Da hätte ich mir etwas mehr „Wumms“ gewünscht, zumal ja auch der Reismantel recht neutral schmeckte. Nicht falsch verstehen. Die Mafia-Kroketten waren handwerklich gut gemacht und sahen auf der edlen Keramik auch klasse aus. Nur leider konnten sie diesen Eindruck am Gaumen nicht ganz bestätigen. Ein wenig fad im Abgang. In etwa so wie der des ehemaligen Präsidenten der Vereinigten Staaten vor ein paar Tagen.
Meine Frau zeigte sich da schon etwas zufriedener, wenngleich der Verzehr ihres Falafel-Sandwichs infolge einer Überdosis Joghurt-Sauce zum süffig-tropfenden Pita-Erlebnis tendierte.
Kleingeschnippelte Gurken, Tomaten und Peperoni sorgten für etwas zusätzliche Frische. Die darauf gestrichene Hummuscrème duftete zwar angenehm nach Kreuzkümmel, hätte aber auch ein wenig mehr „Schmackes“ vertragen können.
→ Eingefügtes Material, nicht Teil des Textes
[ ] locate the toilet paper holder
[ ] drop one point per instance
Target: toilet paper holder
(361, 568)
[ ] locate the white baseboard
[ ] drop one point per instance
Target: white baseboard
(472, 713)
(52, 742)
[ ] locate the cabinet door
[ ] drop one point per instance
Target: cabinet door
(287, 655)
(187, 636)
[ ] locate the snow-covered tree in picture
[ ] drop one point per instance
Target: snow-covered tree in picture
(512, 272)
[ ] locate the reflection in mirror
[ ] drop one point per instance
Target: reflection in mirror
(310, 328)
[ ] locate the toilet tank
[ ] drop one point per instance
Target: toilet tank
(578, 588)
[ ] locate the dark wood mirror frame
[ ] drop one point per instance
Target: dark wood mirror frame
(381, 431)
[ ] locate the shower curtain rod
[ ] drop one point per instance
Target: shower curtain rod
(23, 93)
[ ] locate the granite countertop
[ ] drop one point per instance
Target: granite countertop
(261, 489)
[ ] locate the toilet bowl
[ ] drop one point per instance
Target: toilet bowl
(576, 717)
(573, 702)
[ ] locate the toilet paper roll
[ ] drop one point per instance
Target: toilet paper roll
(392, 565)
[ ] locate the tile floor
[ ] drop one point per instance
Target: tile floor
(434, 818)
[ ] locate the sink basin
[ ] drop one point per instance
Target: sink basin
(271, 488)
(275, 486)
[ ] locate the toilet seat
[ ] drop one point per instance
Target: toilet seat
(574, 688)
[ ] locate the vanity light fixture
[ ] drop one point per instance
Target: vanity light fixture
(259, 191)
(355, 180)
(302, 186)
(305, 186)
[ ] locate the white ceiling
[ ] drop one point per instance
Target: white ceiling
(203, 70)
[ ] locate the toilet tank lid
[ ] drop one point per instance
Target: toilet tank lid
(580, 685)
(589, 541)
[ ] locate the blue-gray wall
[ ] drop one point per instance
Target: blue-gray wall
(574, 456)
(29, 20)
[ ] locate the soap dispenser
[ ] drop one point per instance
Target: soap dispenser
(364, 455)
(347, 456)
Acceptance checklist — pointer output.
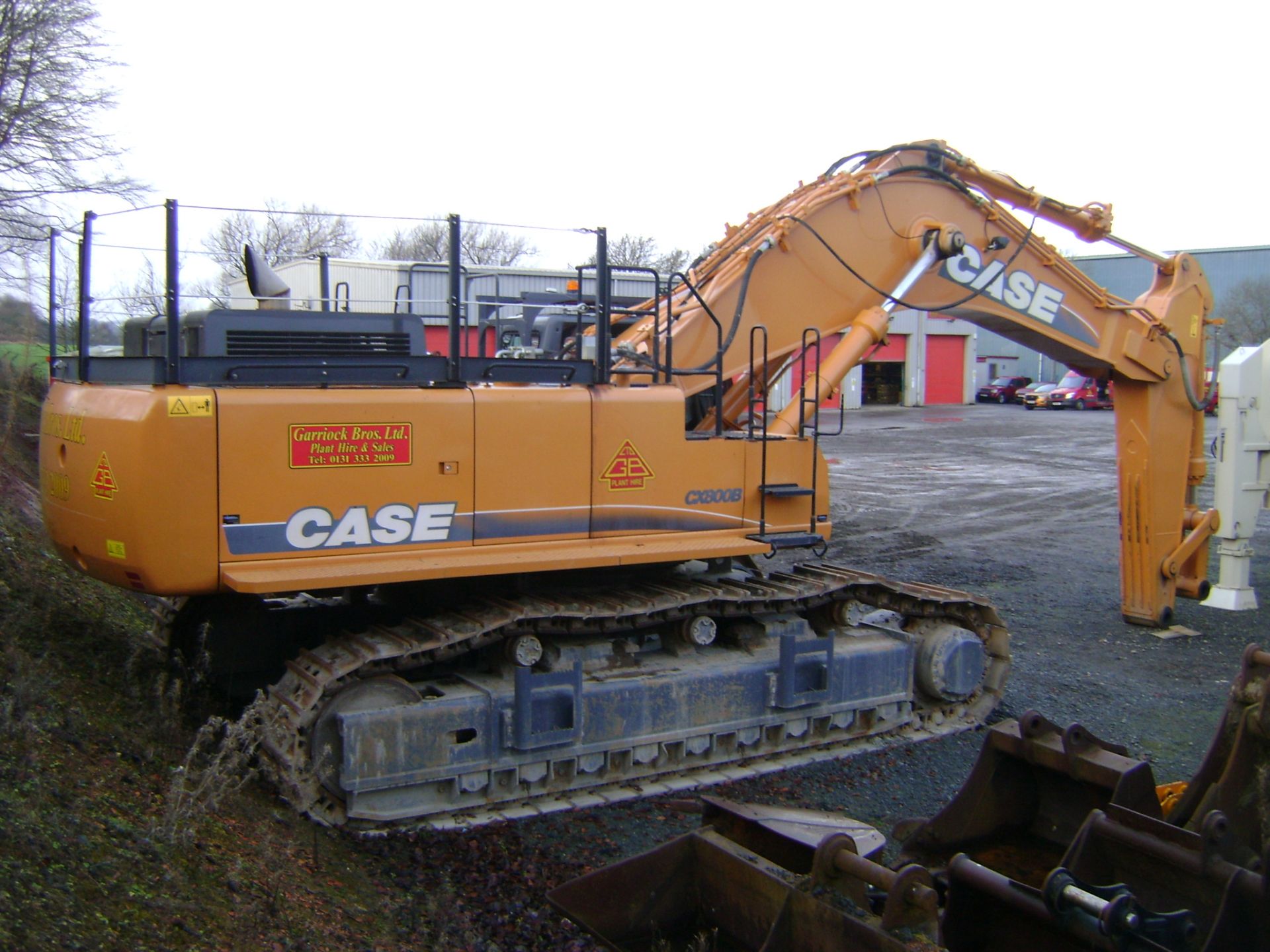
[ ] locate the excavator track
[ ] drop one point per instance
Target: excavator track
(308, 739)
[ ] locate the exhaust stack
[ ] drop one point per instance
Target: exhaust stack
(271, 291)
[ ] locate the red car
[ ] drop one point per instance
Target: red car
(1080, 393)
(1001, 390)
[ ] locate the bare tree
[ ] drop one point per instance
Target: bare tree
(51, 58)
(1248, 313)
(281, 235)
(642, 252)
(479, 244)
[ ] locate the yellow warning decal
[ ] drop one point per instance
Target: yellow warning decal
(190, 407)
(103, 480)
(626, 470)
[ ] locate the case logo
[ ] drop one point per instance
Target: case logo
(626, 470)
(1016, 290)
(103, 480)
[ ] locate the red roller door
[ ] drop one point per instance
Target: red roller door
(945, 368)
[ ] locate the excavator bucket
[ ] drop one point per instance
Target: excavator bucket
(1170, 890)
(1028, 795)
(1056, 843)
(1235, 776)
(722, 888)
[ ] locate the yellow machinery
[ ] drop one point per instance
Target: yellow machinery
(497, 586)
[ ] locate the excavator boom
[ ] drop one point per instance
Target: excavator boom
(839, 255)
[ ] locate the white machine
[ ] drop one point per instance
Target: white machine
(1242, 473)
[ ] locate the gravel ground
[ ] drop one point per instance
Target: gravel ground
(1017, 507)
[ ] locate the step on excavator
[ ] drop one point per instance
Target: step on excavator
(486, 587)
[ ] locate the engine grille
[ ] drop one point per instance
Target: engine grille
(300, 343)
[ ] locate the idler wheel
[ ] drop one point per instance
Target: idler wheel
(327, 744)
(951, 659)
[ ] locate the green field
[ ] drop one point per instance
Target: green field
(24, 354)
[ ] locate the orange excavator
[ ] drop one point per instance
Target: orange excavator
(487, 587)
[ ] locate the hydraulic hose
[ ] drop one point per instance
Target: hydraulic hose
(1191, 390)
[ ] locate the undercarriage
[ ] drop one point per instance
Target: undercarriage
(578, 695)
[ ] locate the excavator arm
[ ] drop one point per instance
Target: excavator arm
(923, 227)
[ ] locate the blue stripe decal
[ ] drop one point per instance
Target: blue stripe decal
(271, 537)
Natürlich war dieser Fladenbrot-Snack vom Aussehen her irgendwo zwischen veganem Falafel-Döner und Shawarma-Sandwich angesiedelt. Aber damit hatte meine Herzensdame ja auch gerechnet. Außerdem lobte sie die mit Sesam bestreute Brothülle, deren Krume angenehm fluffig daherkam. Da machte sich die Qualität des regionalen Bäckers positiv bemerkbar.
Schlussendlich bleibt festzuhalten, dass die Qualität der genossenem Kleingerichte absolut in Ordnung ging. Etwas mehr Geschmackstiefe – gerne auch mit mehr „Ecken und Kanten“ – täten dem hier dargebotenen Straßenfutter gut. Denn in den Ländern, aus denen die Gerichte stammen, wird die Aromenküche großgeschrieben. Eine Entdeckung war das „Fernweh“ war trotzdem, denn es bringt ein wenig Abwechslung für Leute, die auf die Schnelle gerne mal was Neues ausprobieren. Den Betreibern wünsche ich, dass ihr derzeitiges Take-Away-Angebot angenommen wird und sie diese harte Zeit überstehen.